As a writing teacher, I struggle with my students' struggles with revision. Too often, many of them think that revision is a matter of fixing the commas (which are of course the most important aspect of writing, followed closely by the semicolon). Every year, I point out the parts of the word, leading some brave soul to note that revision means "to see again," and, eventually, a few of them get it. Today, I had my own experience with revision.

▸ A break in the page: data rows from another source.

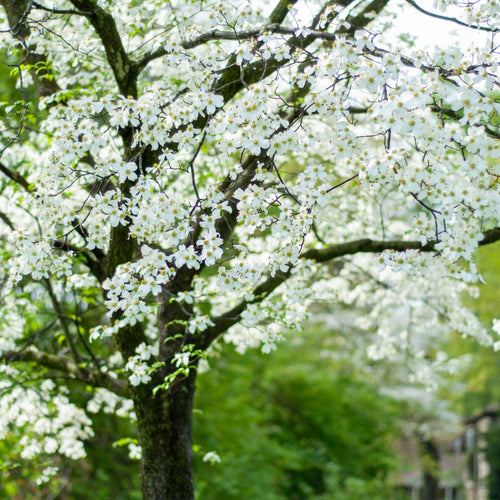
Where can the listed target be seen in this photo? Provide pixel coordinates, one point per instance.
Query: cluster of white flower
(48, 421)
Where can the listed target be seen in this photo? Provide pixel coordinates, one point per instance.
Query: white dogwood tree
(174, 173)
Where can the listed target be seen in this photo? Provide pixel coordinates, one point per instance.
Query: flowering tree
(175, 173)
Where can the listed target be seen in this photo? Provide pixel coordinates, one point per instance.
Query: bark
(430, 456)
(164, 422)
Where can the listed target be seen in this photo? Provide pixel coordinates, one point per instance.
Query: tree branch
(124, 71)
(65, 365)
(16, 177)
(452, 19)
(225, 321)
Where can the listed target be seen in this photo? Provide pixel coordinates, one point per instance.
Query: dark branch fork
(231, 81)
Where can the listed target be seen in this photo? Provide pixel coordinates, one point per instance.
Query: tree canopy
(177, 173)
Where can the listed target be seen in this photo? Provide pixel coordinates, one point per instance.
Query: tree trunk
(164, 423)
(430, 459)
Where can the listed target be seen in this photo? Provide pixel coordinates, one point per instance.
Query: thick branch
(125, 73)
(277, 16)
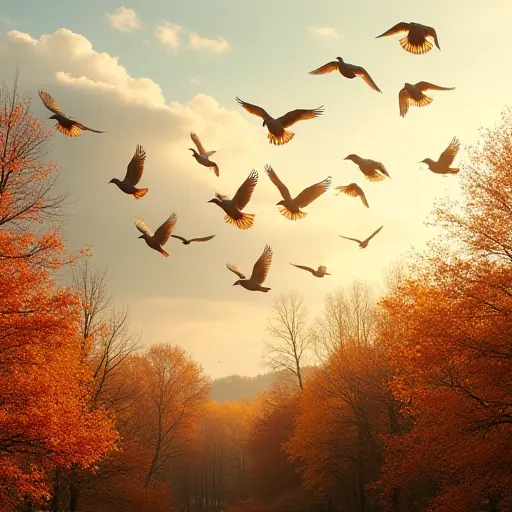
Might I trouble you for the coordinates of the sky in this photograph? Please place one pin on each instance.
(150, 71)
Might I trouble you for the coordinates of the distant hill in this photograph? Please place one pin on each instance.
(236, 387)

A confession: I tend to be disorganized with objects (with the fortunate exception of student papers, which I have managed never to lose). Walking from someone else's office to mine, whatever was in my hand can vanish, even if I don't stop anywhere. Whenever we host a social gathering, the last minute scooping-up-of-stuff leads to something semi-important vanishing, at least for a while. Yesterday, sorting through boxes of scooped-up things from the last pre-sabbatical gathering, I found the good binoculars, the ones I wanted but didn't have for all the hiking I did on sabbatical. They had, of course, been in the plant window overlooking the bird feeders all last summer, but instead of going into the box of field guides that went with me to Toledo, they were buried in the guest-room closet with miscellaneous things from that corner of the living room. Sigh.

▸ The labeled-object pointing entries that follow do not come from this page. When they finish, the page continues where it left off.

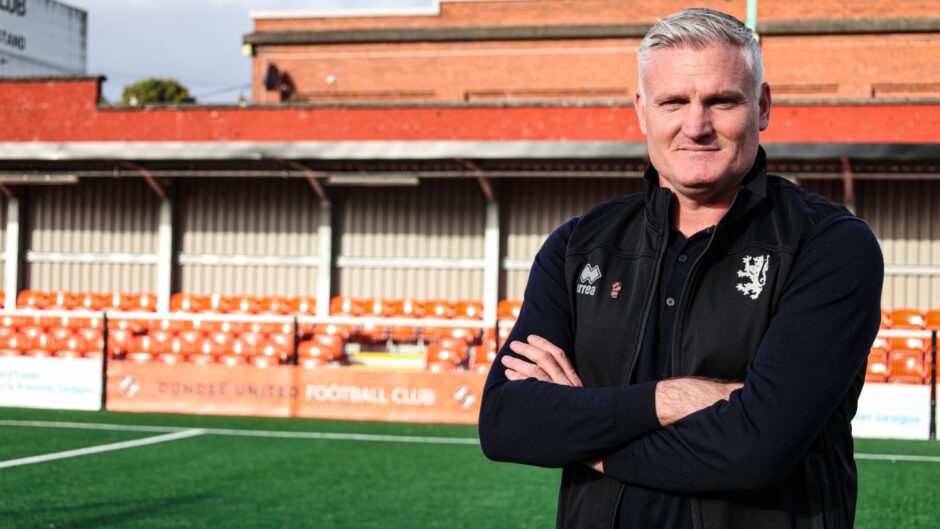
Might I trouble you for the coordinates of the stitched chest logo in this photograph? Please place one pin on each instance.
(755, 271)
(589, 276)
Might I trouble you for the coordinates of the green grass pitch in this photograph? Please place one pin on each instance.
(267, 481)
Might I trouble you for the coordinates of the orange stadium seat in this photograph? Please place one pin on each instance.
(180, 302)
(264, 361)
(132, 325)
(508, 309)
(375, 308)
(274, 350)
(346, 306)
(406, 308)
(114, 301)
(312, 353)
(202, 359)
(14, 345)
(907, 319)
(216, 303)
(907, 367)
(146, 344)
(283, 339)
(119, 342)
(877, 370)
(14, 322)
(273, 305)
(180, 346)
(244, 305)
(93, 337)
(438, 308)
(60, 300)
(142, 302)
(88, 301)
(932, 319)
(31, 299)
(468, 310)
(31, 332)
(233, 360)
(303, 305)
(898, 343)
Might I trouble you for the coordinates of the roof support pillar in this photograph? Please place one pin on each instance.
(165, 256)
(11, 277)
(491, 260)
(848, 185)
(325, 258)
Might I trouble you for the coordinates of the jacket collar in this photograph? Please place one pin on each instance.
(753, 190)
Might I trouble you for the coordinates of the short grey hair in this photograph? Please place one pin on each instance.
(698, 28)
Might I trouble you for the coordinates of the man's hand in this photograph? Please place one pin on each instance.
(548, 363)
(679, 397)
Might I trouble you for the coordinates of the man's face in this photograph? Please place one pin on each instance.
(701, 119)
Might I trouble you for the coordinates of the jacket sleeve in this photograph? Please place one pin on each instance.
(545, 424)
(814, 350)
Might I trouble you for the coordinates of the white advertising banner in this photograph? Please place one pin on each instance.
(60, 383)
(48, 34)
(893, 411)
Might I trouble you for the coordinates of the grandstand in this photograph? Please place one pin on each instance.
(313, 285)
(344, 228)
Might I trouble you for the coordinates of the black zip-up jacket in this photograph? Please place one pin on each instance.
(785, 297)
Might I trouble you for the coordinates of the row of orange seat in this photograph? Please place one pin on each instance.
(221, 304)
(898, 318)
(900, 367)
(904, 318)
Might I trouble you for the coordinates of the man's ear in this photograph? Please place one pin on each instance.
(640, 111)
(764, 105)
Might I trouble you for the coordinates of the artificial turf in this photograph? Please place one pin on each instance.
(262, 482)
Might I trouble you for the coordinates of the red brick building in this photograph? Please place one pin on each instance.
(428, 155)
(577, 50)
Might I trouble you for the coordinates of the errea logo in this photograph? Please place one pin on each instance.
(589, 276)
(755, 271)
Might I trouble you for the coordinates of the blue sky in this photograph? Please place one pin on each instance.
(197, 42)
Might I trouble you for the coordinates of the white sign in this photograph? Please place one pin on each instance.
(50, 36)
(60, 383)
(893, 411)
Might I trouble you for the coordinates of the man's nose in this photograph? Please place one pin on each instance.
(697, 124)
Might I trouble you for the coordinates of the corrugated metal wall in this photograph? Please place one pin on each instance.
(252, 218)
(430, 238)
(532, 208)
(904, 216)
(97, 218)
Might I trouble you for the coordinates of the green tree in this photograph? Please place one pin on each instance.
(155, 90)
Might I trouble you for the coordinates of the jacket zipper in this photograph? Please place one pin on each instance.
(680, 318)
(683, 295)
(642, 334)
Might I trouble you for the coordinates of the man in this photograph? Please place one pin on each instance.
(716, 270)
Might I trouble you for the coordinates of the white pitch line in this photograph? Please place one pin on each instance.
(102, 448)
(252, 433)
(892, 457)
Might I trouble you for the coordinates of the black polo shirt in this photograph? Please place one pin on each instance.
(655, 363)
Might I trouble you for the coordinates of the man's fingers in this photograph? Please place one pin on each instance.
(544, 360)
(559, 357)
(524, 369)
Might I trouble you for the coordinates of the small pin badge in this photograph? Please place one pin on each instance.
(615, 291)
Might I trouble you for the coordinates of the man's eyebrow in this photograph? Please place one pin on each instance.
(727, 94)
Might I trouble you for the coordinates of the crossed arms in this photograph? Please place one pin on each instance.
(688, 435)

Not having had decent optics for a while, I of course had to try them out, and the feeders were busy at that moment with a titmouse, a chickadee, a female cardinal, and something I couldn't quite identify, an LBB with a lot of red. My first tentative ID was house finch, but the binoculars revealed such intricate markings that I thought the bird had to be something less common, perhaps something I'd never seen before.
This little bird had a red head and a light but noticeable white line leading back from the eye and a half-ruff around its throat. The belly bore streaks of rich brown and white, and the wings were distinctly barred in the same colors. They revealed a red patch at the base of the tail as the bird fluttered around the safflower seed feeder. He (no female songbirds around here carry that much red) was so gorgeous that I had to stand and watch until he flew away.
A check of my trusty Peterson field revealed that my first thought was correct: this little guy was a house finch, one of the Western migrants now common all over the East. It had been so long since I had really looked at one, though, that I had forgotten how beautiful this common bird is. Note to self: take more time for revision.